We see that our answer is in terms of $\theta_{\text{true}}$ , which is unknown (and not in terms of the data!) The Fisher information is useful for many things in likelihood inference, to see more take MATH330 Likelihood Inference.

Here, it features in the most important theorem in the course.

Theorem (Asymptotic distribution of the maximum likelihood estimator).

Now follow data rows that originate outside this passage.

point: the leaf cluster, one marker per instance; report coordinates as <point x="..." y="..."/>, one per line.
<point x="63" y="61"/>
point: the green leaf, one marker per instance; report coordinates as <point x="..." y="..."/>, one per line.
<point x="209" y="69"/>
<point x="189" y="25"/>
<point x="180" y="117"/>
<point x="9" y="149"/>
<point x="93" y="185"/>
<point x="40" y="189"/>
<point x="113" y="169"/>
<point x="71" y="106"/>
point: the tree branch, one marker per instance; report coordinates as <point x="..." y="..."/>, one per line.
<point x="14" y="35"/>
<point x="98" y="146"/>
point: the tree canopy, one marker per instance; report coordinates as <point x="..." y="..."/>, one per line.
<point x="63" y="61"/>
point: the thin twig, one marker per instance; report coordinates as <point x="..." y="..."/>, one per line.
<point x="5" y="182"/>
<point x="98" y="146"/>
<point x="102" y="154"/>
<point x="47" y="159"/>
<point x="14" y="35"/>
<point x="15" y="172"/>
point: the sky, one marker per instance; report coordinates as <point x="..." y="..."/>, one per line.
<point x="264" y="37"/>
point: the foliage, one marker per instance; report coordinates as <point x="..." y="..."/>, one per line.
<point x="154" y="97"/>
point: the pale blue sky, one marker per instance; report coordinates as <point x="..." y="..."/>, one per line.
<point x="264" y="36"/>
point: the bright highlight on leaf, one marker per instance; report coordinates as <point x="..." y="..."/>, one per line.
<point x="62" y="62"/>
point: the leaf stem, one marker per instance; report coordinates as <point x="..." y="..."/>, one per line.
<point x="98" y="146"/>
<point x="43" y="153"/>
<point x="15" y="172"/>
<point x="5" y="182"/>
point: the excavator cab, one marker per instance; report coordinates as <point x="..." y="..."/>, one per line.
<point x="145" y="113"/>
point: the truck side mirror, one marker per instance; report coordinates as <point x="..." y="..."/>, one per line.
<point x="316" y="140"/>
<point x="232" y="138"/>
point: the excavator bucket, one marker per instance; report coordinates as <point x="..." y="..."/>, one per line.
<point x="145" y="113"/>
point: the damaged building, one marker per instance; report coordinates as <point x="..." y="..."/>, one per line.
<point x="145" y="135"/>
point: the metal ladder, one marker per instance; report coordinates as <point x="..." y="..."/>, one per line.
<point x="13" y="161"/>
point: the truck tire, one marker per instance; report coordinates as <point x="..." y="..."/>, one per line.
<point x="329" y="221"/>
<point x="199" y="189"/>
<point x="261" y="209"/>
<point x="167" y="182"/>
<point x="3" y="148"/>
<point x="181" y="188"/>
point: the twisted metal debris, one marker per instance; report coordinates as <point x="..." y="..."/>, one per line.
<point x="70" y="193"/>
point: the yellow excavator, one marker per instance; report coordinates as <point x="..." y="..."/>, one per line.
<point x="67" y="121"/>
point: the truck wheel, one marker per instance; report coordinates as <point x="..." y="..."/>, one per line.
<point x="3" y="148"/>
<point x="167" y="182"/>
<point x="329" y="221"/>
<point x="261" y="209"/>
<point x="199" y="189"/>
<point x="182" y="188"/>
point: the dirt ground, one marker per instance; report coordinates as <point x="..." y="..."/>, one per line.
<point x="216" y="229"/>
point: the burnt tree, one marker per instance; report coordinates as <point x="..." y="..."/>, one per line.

Suppose we have an iid sample ${\bf X}=X_{1},\ldots,X_{n}$ from some distribution with unknown parameter $\theta$ , with maximum likelihood estimator $\hat{\theta}({\bf X})$ . Then (under certain regularity conditions) in the limit as $n\rightarrow\infty$

\hat{\theta}({\bf X})\sim\operatorname{N}\left(\theta,I_{E}^{-1}(\theta)\right).

This says that, for $n$ large, the distribution of the MLE is approximately normal with mean equal to the true value of the parameter, and variance equal to the reciprocal of the Fisher information.

We will not prove the result in this course, but it has to do with the central limit theorem (from MATH230).

Turning this around, this means that, for large $n$ ,

\Pr\left[\theta\in\left(\hat{\theta}({\bf X})-1.96\sqrt{I_{E}^{-1}(\theta)},% \hat{\theta}({\bf X})-1.96\sqrt{I_{E}^{-1}(\theta)}\right)\right]\approx 0.95.

This result is useless as it stands, because we can only calculate $I_{E}(\theta)$ when we know $\theta$ , and if we know it, why are we constructing a confidence interval for it?!

Luckily, the result also works asymptotically if we replace $I_{E}(\theta)$ by $I_{O}(\hat{\theta})$ , giving that

\left(\hat{\theta}({\bf x})-\frac{1.96}{\sqrt{I_{O}(\hat{\theta}({\bf x}))}},% \hat{\theta}({\bf x})+\frac{1.96}{\sqrt{I_{O}(\hat{\theta}({\bf x}))}}\right)

is an approximate 95% confidence interval for $\theta$ (as claimed earlier).